Identifying the invariants for classical knots and links from the Yokonuma-Hecke algebras

Maria Chlouveraki, Jesus Juyumaya, Konstantinos Karvounis, Sofia Lambropoulou

Published 2015-05-25Version 1

In this paper we study the Juyumaya-Lambropoulou invariants $\Delta_{d,D}$ for classical knots and links constructed from the Yokonuma-Hecke algebras, and in particular their relationship to the Homflypt polynomial. We first prove that the Markov trace ${\rm tr}_{d,D}$ on the Yokonuma-Hecke algebras can be computed on classical knots and links by five rules which do not involve the framing generators. Using this we show that the invariants $\Delta_{d,D}$ on classical knots are topologically equivalent to the Homflypt polynomial.

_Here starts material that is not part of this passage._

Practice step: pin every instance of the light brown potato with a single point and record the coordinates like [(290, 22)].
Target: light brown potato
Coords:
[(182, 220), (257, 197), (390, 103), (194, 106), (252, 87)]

We further describe the behaviour of the invariants $\Delta_{d,D}$ on arbitrary links in relation to the Homflypt polynomial by means of a closed formula. Finally, we show that the invariants $\Delta_{d,D}$ are not topologically equivalent to the Homflypt polynomial by providing computational data for six pairs of Homflypt-equivalent links which are distinguished by $\Delta_{d,D}$ and a diagrammatic proof for one of these pairs.